Заговорили обе боярыни бойко и голосисто; разогнали они забытье молодой царицы.
Отвела Анастасия Романовна очи от окна теремного, оглядела боярынь ближних и головою покачала.
- Все-то вы ссоритесь да перекоряетесь, боярыни. Хоть бы о том помыслили, в какое время свару завели! Оставь их, тетушка, лучше скажи мне, не было ли гонцов из Москвы? Не угомонился пожар лютый? Перестал ли бушевать черный народ московский?
Опять поклонилась боярыня Захарьина в пояс царице-племяннице и спесиво вперед других боярынь выступила: вот-де вам, супротивницы! Меня-де, а не вас царица спрашивает!
- Были гонцы, государыня-царица, как не быть - были… Говорят, опять запылала Москва со всех сторон, да как раз в тот день, когда князя Юрия Глинского народ московский насмерть убил… И никак не справятся люди московские с огнем-полымем…
Чай, скоро от Москвы одни головни останутся… Попустил Господь за грехи наши напасть великую!

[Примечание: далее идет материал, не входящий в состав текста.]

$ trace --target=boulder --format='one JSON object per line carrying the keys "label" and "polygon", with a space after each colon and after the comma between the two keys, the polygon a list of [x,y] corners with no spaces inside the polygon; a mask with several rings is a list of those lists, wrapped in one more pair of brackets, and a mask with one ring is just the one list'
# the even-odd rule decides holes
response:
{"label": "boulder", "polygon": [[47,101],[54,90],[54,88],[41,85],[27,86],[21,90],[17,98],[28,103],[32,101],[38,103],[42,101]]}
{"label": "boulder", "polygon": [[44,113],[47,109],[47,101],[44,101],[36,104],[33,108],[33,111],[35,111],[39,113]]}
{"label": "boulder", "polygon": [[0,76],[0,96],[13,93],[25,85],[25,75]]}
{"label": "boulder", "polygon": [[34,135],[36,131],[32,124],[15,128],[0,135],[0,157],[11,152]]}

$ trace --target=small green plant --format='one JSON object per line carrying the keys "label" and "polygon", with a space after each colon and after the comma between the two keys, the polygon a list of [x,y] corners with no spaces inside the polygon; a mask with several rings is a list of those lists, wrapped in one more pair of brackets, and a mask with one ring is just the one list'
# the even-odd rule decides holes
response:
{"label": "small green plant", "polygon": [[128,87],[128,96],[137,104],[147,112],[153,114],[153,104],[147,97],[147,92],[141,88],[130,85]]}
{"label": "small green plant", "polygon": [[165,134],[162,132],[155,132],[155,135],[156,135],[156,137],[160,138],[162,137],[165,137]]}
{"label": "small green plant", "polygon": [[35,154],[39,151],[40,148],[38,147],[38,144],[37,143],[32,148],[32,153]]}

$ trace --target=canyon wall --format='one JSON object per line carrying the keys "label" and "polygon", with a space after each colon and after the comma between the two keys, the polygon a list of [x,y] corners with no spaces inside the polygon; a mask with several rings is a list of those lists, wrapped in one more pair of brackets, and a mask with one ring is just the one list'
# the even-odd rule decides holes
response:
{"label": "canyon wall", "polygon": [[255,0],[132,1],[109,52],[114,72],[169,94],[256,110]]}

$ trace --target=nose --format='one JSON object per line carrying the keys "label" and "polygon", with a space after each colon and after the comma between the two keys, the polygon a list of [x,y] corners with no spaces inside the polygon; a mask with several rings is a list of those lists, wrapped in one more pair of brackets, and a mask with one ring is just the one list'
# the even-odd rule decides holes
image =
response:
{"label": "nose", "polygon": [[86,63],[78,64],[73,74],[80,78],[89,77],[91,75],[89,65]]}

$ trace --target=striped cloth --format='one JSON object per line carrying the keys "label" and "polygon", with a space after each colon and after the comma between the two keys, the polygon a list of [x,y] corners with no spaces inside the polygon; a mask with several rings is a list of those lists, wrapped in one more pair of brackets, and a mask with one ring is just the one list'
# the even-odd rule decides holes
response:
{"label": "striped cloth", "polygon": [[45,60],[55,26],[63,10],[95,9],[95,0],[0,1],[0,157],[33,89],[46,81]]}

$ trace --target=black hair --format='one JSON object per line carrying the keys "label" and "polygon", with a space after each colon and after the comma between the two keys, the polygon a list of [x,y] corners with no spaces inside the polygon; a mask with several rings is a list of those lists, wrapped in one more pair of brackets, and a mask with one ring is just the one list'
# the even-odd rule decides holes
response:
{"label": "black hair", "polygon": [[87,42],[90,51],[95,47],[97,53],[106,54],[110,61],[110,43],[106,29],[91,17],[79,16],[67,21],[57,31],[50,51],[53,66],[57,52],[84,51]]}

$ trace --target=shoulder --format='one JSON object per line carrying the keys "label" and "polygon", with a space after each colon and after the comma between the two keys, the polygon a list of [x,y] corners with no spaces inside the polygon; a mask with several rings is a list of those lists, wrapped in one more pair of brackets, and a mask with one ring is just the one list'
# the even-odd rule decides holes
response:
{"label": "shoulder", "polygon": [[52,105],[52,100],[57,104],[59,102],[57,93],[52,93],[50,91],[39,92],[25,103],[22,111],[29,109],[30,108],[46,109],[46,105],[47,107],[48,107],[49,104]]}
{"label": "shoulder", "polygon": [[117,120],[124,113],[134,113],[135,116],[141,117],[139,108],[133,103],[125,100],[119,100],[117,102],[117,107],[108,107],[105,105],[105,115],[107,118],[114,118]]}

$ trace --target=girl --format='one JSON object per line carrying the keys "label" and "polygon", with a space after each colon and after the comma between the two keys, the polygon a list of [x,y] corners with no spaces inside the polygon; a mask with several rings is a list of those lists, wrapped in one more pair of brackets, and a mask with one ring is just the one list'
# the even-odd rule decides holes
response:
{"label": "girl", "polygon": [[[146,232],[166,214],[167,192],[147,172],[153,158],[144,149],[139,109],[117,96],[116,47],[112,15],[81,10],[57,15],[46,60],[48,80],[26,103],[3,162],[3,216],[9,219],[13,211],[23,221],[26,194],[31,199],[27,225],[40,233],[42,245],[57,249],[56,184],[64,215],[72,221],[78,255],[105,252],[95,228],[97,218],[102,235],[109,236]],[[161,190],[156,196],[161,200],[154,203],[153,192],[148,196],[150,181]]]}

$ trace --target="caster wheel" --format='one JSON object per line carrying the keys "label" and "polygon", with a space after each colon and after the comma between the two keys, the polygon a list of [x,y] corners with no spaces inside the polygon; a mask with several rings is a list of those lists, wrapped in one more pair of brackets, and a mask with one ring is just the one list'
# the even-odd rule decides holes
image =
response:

Бледностью покрылся прекрасный лик царицы Анастасии, слезы крупные - что твой жемчуг бурмицкий, закапали из очей ее скорбных; катились те слезы царицыны на ее летник, жемчугом вышитый, и словно сливались друг с другом оба эти жемчуга: и живой горячий, и холодный бесчувственный.
Глядели боярыни на свою царицу молодую, и уж тут было им не до ссор да попреков; вместе с нею и они закручинились. А царица, в горести своей глубокой, жалобно причитать начала:
- Настало горюшко великое; наслал на нас Господь напасть грозную! Дотла выгорит Москва златоглавая: сгорят храмы Божии, сгорит наш дворец царский… Где будет нам головушку преклонить, где будет супругу-царю править-царствовать?! Смилуйся, Господи, над нами, грешными, не попусти вконец погибнуть!
Звонко разливалось по терему тесному жалобное причитание царицы молодой; слушая его, запечалились и старые боярыни, стали тоже слезами обливаться, молитву шептать устами трепетными. Слышалось в царицыном тереме стенание, слышались вздохи тяжкие, призывалось имя Божие.
Опять дверь скрипнула, и вошла в покой царицын старуха, росту малого, сгорбленная, сморщенная. Оглянулись боярыни и в полумраке вечернем едва признали старую няньку царицыну, Агапьевну. Ветха уже годами была старуха и редко слезала она со своей лежанки теплой, редко утруждала свои ноги больные. Потому подивились все боярыни, подивилась и сама царица Анастасия Романовна, увидев ее в тереме.
- Что сполошилась, Агапьевна? - спросила ее царица, отирая рукавом кисейным слезы с очей своих.
Хотела ответить дряхлая пестунья царицына, да тяжко закашлялась от натуги да устали. Присела она на лавку, насилу отдышалась и голосом хриплым, дребезжащим говорить стала:
- Старец пришел к тебе, царица…
Опять подивились Анастасия Романовна: часто к ней за милостынею богатою хаживали иноки да инокини разные, всегда она их одаривала и привечала; да теперь, кажись, не такое время было, и не ждала царица никого из странников.
- Какой такой старец, Агапьевна? - спросила она у старухи.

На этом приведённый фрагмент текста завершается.